Nel caso di specie, peraltro, il rider ricorrente era stato “disconnesso” dalla piattaforma, cioè privato della possibilità di continuare a lavorare con Glovo, all’improvviso e senza alcuna formale comunicazione, molto probabilmente in diretta connessione con il suo attivismo sindacale.
Da tali circostanze, a detta del Giudice di merito del capoluogo siciliano, deriverebbe la conclusione che «l’organizzazione del lavoro operata in modo esclusivo da [Glovo, n.d.r.] sulla piattaforma digitale nella propria disponibilità si traduce, oltre che nell’integrazione del presupposto della etero-organizzazione, anche nella messa a disposizione del datore di lavoro da parte del lavoratore delle proprie energie lavorative per consistenti periodi temporali […] e nell’esercizio da parte [di Glovo, n.d.r.] di poteri di direzione e controllo, oltre che di natura latamente disciplinare, che costituiscono elementi costitutivi della fattispecie del lavoro subordinato ex art. 2094 c.c.».

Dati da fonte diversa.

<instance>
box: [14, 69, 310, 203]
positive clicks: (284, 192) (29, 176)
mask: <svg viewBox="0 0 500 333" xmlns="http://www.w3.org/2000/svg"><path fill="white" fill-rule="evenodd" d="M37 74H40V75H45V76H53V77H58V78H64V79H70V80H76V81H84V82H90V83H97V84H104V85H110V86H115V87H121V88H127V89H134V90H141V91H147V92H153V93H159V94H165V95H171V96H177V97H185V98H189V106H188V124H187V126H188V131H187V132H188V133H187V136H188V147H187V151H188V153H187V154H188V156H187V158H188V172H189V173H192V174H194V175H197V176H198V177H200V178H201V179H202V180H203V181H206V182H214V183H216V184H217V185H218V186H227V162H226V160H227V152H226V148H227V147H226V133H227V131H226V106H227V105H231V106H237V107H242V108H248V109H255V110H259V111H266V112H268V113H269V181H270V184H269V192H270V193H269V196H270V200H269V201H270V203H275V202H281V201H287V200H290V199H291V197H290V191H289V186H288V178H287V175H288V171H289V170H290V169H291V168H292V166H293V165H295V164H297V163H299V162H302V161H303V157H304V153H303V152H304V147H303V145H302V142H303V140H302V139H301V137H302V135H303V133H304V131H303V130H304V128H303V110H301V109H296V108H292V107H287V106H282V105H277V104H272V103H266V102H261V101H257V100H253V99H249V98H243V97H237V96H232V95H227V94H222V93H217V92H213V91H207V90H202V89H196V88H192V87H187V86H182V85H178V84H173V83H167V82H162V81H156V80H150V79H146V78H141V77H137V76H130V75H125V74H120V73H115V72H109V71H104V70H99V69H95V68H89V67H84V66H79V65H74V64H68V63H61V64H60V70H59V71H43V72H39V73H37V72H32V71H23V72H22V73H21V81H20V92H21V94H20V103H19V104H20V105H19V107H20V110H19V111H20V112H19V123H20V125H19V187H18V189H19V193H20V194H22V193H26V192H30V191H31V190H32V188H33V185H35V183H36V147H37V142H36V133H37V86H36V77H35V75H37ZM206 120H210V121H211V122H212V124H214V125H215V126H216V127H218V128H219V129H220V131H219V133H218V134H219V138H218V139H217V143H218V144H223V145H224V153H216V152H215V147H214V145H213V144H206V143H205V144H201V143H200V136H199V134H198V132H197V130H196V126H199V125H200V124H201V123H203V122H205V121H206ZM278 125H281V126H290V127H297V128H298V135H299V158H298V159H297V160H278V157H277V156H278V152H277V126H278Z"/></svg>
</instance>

Il riconoscimento di un contratto di lavoro subordinato “puro” tra la piattaforma ed il rider ha comportato, sotto il profilo delle conseguenze sostanziali, la condanna di Glovo a pagare tutte le differenze retributive sul ccnl di riferimento (quello del Commercio e della Distribuzione), ad applicare tutte le tutele previdenziali ed assicurative previste dalla disciplina legale e, in ragione dell’interruzione non formalizzata del rapporto, la reintegra in servizio per licenziamento orale, in violazione del disposto dell’art. 2, L. n. 604/1966.